By Steve Moran

There is a widely accepted belief that as the result of the aging boomer population, paired with the slowing of new development, in no time at all every senior living community in the country will be bursting at the seams with residents. And not only that, all of those communities will have massive wait lists, making occupancy worries a thing of the past.

I am a contrarian. There will be operators who will crush it — not because people have to move in due to limited choices, but because they are creating great living experiences for residents. There will be other operators who will continue to struggle because the experience they are creating is not that great.

Senior Living Alternatives

The other thing that is happening, because of costs and because so many people have a negative perception of senior living, is that people are hard at work figuring out other ways to create excellent living experiences for older people that are not senior living.

One of the sessions at LeadingAge California addressed the opportunities of home sharing, which is an alternative to traditional senior living. The session was presented by Angie Perone, the director at the Center for the Advanced Study of Aging Services at UC Berkeley, and Luke Barnesmoore, who leads Front Porch’s Home Match Program.

Home Sharing

Home sharing is primarily about helping older people who have housing stay in that housing longer by finding them roommates. When they take on a roommate, it solves for the older person one or more of these challenges (and it could be all three):

  1. The cost of housing
  2. The problems of loneliness and isolation
  3. The need for help with tasks around the home

For the one moving in, it can also solve the loneliness problem, but most often their primary incentive is economic, allowing them a place to live they could otherwise not afford.

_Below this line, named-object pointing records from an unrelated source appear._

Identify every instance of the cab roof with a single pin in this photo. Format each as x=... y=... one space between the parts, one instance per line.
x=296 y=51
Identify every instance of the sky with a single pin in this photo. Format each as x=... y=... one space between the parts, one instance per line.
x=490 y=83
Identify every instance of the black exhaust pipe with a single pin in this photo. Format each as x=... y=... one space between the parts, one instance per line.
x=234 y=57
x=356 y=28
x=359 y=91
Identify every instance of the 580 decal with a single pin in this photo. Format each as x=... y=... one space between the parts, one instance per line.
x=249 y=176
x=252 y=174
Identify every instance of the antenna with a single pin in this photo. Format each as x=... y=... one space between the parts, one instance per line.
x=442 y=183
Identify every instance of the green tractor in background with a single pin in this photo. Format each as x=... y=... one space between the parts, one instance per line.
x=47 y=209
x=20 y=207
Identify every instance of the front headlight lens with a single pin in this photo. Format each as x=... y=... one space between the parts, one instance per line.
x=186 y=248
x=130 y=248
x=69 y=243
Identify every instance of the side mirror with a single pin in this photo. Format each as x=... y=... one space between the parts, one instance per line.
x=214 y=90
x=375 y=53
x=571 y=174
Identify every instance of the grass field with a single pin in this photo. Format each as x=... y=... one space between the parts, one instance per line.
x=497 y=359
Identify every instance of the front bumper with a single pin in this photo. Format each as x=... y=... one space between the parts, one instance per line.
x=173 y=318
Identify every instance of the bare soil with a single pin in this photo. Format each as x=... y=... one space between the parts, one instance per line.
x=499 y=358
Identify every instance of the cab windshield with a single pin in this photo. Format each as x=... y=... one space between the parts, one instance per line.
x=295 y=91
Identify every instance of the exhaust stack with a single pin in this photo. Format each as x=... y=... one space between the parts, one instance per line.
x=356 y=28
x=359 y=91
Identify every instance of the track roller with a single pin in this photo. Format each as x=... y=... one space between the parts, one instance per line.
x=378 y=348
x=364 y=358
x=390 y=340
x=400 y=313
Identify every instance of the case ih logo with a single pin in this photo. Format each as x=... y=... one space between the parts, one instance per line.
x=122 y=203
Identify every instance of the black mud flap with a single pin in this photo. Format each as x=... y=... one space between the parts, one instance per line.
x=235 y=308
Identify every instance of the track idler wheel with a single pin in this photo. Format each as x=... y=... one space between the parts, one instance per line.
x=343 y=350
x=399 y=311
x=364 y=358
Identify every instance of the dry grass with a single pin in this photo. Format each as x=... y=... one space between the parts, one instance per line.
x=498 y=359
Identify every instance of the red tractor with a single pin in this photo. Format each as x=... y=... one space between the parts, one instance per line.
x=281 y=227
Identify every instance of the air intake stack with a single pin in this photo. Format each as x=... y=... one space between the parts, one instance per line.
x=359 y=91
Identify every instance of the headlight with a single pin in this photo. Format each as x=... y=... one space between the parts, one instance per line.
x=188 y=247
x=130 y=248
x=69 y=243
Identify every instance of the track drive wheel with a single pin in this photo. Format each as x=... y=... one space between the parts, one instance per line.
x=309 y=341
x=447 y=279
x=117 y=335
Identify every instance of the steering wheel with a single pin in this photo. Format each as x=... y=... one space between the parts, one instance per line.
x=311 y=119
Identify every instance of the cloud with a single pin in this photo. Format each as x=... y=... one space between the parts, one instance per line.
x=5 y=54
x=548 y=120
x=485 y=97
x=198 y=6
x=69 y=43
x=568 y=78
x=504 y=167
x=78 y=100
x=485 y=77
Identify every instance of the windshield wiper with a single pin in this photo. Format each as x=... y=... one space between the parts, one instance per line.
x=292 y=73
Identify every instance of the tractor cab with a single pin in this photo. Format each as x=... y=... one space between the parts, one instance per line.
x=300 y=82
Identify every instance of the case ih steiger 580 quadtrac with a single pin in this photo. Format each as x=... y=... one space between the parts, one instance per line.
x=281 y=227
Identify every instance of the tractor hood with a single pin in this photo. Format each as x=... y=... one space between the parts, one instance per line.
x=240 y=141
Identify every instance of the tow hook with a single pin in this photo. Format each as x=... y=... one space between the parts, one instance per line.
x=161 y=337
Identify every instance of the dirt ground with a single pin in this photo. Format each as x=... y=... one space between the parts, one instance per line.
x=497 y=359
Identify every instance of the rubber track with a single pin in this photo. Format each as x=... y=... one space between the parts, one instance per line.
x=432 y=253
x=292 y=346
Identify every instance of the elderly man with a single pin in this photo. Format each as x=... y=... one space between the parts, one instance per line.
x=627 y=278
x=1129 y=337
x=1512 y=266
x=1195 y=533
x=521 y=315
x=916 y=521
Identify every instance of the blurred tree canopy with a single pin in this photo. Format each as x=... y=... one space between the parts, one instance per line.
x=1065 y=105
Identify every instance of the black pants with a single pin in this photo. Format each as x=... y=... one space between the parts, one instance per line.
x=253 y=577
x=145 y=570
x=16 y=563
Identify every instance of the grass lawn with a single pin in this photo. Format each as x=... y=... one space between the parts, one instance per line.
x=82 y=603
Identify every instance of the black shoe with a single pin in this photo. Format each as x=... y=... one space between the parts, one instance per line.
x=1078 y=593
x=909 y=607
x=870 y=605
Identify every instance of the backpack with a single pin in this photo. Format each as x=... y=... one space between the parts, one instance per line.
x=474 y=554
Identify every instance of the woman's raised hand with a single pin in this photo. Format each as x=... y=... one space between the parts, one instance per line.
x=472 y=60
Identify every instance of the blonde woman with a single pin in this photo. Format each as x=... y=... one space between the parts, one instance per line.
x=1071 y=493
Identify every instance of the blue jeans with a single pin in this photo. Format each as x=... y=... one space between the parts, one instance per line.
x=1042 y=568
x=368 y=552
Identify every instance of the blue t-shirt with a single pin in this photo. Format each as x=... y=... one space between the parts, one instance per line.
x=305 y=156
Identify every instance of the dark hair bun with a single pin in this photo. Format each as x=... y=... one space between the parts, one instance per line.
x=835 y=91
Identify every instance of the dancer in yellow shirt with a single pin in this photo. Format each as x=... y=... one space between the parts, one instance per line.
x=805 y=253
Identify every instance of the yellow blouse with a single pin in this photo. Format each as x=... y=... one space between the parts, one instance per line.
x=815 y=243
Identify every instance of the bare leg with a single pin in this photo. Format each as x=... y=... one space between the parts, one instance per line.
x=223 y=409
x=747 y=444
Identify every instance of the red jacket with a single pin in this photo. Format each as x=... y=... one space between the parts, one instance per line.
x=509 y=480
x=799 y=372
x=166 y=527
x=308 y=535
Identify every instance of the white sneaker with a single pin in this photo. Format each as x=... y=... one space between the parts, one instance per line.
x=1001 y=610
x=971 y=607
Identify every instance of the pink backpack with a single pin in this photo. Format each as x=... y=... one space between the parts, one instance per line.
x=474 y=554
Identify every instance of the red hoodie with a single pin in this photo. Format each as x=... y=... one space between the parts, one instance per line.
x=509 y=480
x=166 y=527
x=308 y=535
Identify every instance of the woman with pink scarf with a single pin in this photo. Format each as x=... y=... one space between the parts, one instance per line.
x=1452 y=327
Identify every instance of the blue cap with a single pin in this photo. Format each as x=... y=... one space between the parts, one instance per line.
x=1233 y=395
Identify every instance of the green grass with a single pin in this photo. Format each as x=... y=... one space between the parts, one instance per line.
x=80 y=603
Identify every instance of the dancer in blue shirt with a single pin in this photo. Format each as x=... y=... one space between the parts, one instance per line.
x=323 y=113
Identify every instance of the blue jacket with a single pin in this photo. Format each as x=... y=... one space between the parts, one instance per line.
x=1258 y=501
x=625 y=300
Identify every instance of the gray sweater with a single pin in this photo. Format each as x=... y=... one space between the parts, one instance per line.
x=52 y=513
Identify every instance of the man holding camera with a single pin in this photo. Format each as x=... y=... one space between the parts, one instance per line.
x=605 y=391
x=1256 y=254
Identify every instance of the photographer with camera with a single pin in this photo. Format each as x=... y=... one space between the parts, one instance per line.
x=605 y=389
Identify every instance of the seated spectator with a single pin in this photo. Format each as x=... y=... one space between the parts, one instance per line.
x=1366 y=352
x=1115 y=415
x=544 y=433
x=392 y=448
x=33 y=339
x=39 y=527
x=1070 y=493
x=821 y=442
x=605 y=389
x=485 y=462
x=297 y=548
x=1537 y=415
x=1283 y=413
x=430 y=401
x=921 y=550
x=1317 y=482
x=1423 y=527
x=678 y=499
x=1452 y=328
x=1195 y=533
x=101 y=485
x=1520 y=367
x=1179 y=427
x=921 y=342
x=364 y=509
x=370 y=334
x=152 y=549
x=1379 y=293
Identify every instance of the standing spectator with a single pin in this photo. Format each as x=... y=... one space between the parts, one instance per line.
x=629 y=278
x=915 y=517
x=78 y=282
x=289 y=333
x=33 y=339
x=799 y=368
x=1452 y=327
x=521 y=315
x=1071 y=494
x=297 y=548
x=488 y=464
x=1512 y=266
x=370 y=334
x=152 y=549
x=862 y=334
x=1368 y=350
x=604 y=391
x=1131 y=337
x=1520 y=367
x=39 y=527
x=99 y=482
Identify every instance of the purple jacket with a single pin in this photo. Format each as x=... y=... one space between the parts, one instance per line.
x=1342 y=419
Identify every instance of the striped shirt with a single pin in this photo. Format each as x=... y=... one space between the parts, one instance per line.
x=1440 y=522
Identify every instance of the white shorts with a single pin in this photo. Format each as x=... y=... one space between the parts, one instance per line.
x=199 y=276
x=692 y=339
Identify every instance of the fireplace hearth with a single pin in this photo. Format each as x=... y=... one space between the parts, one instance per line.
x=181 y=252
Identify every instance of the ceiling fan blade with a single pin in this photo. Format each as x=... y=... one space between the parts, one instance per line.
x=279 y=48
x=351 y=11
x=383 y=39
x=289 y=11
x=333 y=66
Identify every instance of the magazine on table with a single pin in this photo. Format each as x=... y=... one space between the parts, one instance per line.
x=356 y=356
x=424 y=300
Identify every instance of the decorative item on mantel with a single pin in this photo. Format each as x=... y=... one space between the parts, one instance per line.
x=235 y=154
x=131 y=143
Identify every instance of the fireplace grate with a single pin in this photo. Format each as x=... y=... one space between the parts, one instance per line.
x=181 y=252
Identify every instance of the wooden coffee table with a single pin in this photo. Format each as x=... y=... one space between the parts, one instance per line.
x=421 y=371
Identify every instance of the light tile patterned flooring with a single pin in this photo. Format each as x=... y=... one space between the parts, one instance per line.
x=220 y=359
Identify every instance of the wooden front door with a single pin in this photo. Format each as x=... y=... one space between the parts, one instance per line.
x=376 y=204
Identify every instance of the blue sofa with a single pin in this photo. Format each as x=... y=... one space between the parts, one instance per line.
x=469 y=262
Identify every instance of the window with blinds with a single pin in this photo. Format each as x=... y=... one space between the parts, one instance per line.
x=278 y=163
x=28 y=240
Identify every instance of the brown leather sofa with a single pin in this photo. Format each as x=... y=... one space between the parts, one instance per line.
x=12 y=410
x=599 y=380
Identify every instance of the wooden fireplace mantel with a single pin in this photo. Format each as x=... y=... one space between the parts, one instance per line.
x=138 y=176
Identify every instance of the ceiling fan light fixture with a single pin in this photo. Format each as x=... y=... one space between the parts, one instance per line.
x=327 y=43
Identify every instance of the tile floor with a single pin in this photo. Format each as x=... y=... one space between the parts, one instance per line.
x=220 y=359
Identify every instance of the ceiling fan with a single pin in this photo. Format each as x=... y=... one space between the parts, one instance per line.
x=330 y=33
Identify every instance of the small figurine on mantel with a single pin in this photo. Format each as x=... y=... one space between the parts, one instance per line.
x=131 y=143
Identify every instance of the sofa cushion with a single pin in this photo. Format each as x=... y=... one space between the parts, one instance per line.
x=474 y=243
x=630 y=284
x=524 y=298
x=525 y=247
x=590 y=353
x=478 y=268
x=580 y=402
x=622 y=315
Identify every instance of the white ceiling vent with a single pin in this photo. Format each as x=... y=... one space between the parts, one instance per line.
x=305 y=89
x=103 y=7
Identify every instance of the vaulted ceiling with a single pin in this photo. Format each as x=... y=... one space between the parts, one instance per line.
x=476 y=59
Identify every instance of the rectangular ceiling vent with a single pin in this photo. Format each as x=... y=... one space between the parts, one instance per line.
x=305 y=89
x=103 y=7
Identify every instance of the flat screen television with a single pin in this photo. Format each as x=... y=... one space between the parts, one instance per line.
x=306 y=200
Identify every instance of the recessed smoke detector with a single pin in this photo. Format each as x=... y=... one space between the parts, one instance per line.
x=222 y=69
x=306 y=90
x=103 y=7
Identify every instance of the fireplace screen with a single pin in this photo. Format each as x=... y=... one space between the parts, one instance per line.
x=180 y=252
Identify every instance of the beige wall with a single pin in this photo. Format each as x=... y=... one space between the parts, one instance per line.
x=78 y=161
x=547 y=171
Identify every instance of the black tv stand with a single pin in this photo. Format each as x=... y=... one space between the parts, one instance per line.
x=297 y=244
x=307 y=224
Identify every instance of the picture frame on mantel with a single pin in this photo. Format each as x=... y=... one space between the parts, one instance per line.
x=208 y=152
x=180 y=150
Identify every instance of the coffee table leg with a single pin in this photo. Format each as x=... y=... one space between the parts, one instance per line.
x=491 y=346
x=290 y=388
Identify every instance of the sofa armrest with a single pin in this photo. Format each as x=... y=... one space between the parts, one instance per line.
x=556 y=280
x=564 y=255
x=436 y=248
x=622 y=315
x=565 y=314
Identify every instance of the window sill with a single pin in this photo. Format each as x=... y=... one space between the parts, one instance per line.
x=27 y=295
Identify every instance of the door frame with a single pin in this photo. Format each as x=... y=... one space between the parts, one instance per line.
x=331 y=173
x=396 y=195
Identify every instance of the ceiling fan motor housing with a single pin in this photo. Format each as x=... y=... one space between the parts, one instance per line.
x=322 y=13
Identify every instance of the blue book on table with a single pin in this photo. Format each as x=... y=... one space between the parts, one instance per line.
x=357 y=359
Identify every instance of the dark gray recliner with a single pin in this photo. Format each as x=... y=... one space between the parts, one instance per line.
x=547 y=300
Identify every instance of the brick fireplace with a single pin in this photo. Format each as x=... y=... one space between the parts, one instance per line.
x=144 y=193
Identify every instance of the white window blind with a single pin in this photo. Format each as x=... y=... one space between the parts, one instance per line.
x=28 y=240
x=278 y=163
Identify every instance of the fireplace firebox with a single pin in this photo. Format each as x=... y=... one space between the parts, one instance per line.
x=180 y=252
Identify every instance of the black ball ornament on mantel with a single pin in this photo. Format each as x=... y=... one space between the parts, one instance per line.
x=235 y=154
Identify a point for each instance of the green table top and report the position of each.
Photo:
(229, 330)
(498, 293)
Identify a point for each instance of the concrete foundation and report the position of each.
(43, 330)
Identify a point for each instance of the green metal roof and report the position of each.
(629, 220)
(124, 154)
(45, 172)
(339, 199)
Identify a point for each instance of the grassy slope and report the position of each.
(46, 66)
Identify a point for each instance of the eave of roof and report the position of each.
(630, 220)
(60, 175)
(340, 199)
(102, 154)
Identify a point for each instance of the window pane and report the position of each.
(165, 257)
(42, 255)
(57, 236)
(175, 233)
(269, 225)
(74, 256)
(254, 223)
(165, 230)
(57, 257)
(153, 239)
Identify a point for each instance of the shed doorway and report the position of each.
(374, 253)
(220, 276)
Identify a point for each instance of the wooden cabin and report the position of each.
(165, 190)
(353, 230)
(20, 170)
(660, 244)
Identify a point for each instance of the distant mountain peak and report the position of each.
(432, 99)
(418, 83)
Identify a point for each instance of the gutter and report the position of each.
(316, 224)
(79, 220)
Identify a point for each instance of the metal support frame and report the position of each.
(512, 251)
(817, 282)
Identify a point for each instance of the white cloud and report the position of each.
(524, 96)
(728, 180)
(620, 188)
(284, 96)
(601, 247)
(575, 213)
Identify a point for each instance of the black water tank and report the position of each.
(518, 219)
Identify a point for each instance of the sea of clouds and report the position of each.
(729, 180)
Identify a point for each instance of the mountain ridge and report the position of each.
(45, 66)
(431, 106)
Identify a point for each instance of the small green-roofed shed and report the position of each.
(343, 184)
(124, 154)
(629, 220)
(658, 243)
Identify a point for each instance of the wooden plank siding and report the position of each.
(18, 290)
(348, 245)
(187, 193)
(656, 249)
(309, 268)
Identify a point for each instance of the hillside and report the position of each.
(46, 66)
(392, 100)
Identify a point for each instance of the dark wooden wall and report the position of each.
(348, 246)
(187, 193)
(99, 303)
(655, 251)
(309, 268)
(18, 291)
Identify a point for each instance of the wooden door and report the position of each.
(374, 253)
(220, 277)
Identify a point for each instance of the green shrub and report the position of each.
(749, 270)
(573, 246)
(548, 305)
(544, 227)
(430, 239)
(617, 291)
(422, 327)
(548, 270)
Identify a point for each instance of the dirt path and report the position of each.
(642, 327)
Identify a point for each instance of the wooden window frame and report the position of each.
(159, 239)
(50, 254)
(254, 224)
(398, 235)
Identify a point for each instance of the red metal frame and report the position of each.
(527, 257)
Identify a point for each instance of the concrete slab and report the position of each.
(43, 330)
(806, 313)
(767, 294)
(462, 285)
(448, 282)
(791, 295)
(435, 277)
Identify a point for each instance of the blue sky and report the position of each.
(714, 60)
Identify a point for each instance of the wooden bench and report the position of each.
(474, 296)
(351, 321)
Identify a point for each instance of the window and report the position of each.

What the Home Match programs do is match the two sides to the arrangement — but much more, they have tools to make sure the matches are compatible. They can also provide valuable resources, including mediation, if things go wrong.

Worth Considering

It turns out that in most programs, there are more people looking for roommates than roommates looking for places to live. This could be a huge opportunity for the senior living workforce. Imagine your single frontline staff being able to move into a nice home or apartment at a fraction of the cost they would otherwise have to pay.

Most, maybe all, home share programs avoid having the one moving in doing ADL care because of the potential liability problems.

It is a program that is almost limitless in possibilities and with few downsides.